Do you have an interdependent relationship with your partner, or is it codependent? Both types of relationships imply reliance, but one is less healthy than the other.
This article explains interdependent relationships and how they stand apart from codependent ones. The knowledge will make yours less of a headache to manage.
Strictly defined, an interdependent, secure relationship between two people exists if one or both of them provide the finances while the other or both of them attend to domestic matters. In other words, such a relationship entails a healthy exchange of support.
You may think that you and your partner have a firm reliance on each other, but do you? Here’s how to tell if you do.
If you are in a relationship that is interdependent and healthy, you and your partner would have distinct identities and know when you are encroaching on each other’s space. You would function well together and apart.
You and your partner may share similar philosophies but would have individual needs and approaches. Although both of you have synchronized aspirations, each of you is a separate entity with different wants.
Both of you can reach compromises and share common ground when necessary. You can adapt to more challenging situations in the course of your relationship.
What synergy means is that both of you will be more effective when you work together than separately. You radiate energy when you are in a room together, not apart. This research affirms that an interdependent relationship involves synchronicity and the power of ‘we.’
Neither partner puts his or her needs over the others. If either has an immediate need, both address it at once.
Both you and your partner will put in the effort to communicate effectively and get your points across. Each of you will take steps to avert misunderstandings.
You and your partner listen attentively when either of you has needs to communicate. Both of you will pay attention to non-verbal signals.
Both of you will know each other’s strengths and weaknesses. You learn about yourselves from each other, growing together and as individuals. Each is willing to accommodate the flaws of the other.
Codependency occurs when one party in a relationship is utterly reliant on the other. Enmeshment happens, with the identities of both parties merging, but not in a healthy way. Partners may engage in undesirable behaviors.
So, how would you know if your relationship involves dependency? You can ask yourself the following questions.
There are apparent differences between both types of relationships. Consider your relationship with your partner. You’ll probably be able to tell if it is interdependent or codependent.
Both parties will rely on each other if a relationship is healthy and interdependent. There is give and take. Conversely, one person does the giving if it is codependent, and receives little or no support In return. Research confirms the negative effect of a lack of reciprocity in romantic relationships.
A relationship that encourages partners to be interdependent promotes personal development. Both partners are self-sufficient and can function independently. In a codependent relationship, one partner enables the other’s negative behaviors, e.g. drug-taking by ‘helping’ or supporting them, likely financially.
Both partners in an interdependent relationship have secure senses of themselves and their identities.

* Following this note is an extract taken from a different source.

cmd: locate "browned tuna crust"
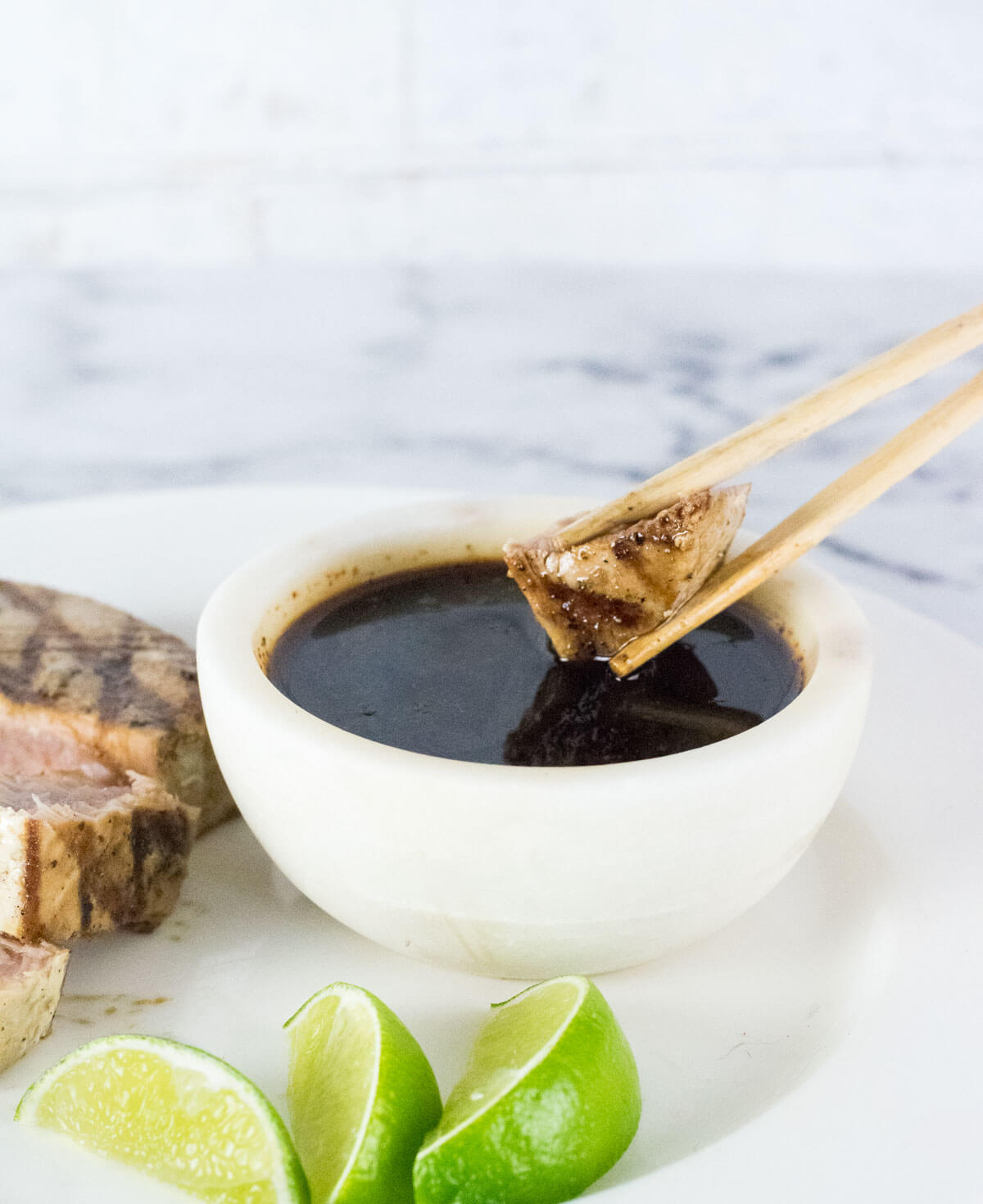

These identities would merge in a codependent relationship, with one person not being able to be himself or herself without the other.

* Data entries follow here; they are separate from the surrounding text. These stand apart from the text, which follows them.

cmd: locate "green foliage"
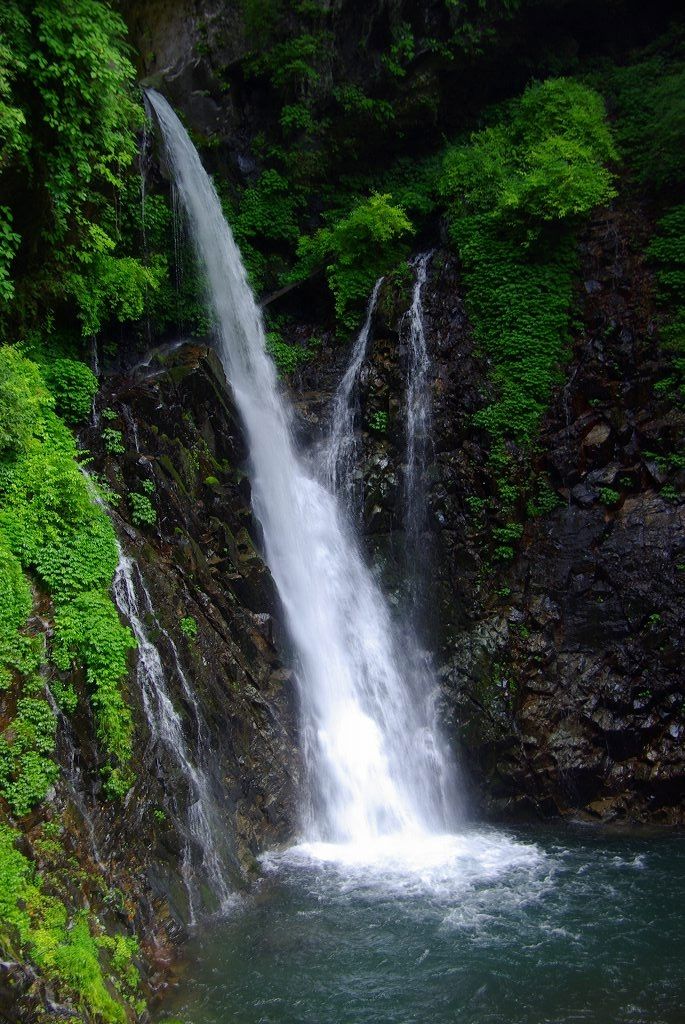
[0,538,42,689]
[128,490,157,526]
[102,427,126,455]
[381,22,416,78]
[178,615,198,640]
[0,346,52,458]
[0,0,153,333]
[42,358,97,426]
[369,410,388,434]
[0,696,59,816]
[592,39,685,189]
[599,487,620,508]
[264,331,313,376]
[298,193,412,328]
[525,477,563,517]
[0,825,138,1024]
[442,78,616,236]
[53,590,135,798]
[441,79,614,451]
[647,204,685,389]
[0,347,133,798]
[454,218,575,447]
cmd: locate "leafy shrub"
[440,79,614,450]
[599,487,620,508]
[178,615,198,640]
[0,345,52,458]
[266,331,313,377]
[0,696,59,816]
[369,409,388,434]
[0,0,144,332]
[0,348,133,798]
[647,204,685,387]
[592,43,685,189]
[102,427,126,455]
[298,193,412,328]
[43,358,97,425]
[442,78,617,234]
[128,490,157,526]
[0,825,138,1024]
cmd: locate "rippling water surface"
[163,828,685,1024]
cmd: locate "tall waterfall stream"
[140,90,685,1024]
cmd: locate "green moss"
[0,825,139,1024]
[441,79,615,447]
[0,348,133,813]
[128,490,157,526]
[178,615,198,640]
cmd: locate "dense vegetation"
[0,0,685,1011]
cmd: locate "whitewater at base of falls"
[261,828,546,899]
[146,90,533,879]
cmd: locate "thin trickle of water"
[146,90,456,845]
[45,685,105,870]
[90,334,100,427]
[113,549,231,924]
[121,406,140,455]
[320,278,383,509]
[400,253,433,581]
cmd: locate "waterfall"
[113,548,231,924]
[322,278,383,509]
[400,253,433,585]
[146,90,456,847]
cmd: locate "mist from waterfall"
[146,90,452,845]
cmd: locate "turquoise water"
[163,827,685,1024]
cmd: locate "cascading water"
[113,548,232,924]
[320,278,383,508]
[401,253,433,585]
[146,90,458,845]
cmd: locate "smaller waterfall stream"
[320,278,383,509]
[114,549,232,924]
[401,253,433,581]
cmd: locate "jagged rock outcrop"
[305,210,685,823]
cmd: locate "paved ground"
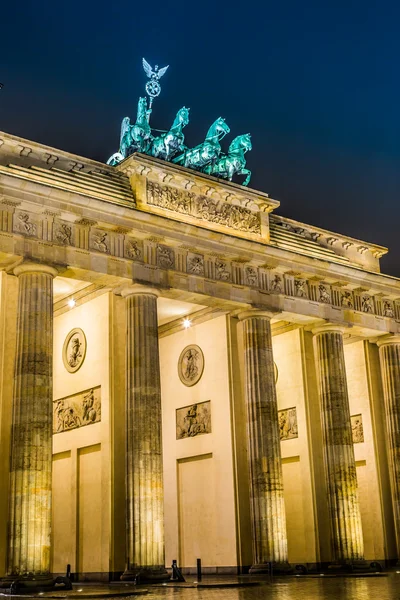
[0,572,400,600]
[146,573,400,600]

Partners in an interdependent relationship would feel free to express themselves. One of them will sacrifice his or her interests to satisfy the needs of the other if it is codependent.

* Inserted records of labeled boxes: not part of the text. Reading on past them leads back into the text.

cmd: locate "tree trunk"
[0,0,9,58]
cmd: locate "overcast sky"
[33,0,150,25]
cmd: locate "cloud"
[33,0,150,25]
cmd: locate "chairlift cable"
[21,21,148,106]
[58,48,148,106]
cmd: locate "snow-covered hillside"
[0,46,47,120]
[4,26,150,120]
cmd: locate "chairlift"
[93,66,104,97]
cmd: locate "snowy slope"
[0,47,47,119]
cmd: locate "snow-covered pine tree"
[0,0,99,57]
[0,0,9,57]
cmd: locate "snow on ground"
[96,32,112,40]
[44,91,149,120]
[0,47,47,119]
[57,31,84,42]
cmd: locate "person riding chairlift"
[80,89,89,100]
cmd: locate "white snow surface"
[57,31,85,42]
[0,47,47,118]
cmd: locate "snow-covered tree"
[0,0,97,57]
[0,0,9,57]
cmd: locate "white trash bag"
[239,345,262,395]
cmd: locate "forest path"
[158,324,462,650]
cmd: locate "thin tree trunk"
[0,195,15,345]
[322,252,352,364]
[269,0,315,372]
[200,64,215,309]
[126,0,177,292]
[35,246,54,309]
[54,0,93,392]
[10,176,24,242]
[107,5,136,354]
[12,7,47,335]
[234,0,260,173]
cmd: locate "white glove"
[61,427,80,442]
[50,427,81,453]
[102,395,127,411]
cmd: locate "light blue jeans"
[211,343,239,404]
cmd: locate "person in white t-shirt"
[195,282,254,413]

Partners in an interdependent relationship make their feelings known to each other and will be free to experience them. They wouldn’t be able to do this if they are codependent.
People in an interdependent relationship know that they love and value each other, even in the middle of conflicts. Codependent partners, on the other hand, make their better halves feel insecure and worthless. There is a fear of criticism and rejection.
Those in an interdependent relationship can say no to each other without feeling as though they’ve not lived up to expectations. In contrast, one partner in a codependent relationship will make the other feel guilty about not giving in to his or her wishes.
Both partners in interdependent relationships admit their mistakes and forgive each other freely. They are free to grow from their experiences. In codependent relationships, denial and self-doubt keep things stagnant.
In all, develop a relationship with your other half that is healthy and interdependent. If this article has helped you realize that you are in a codependent relationship, you may need to take decisive steps to rectify the situation.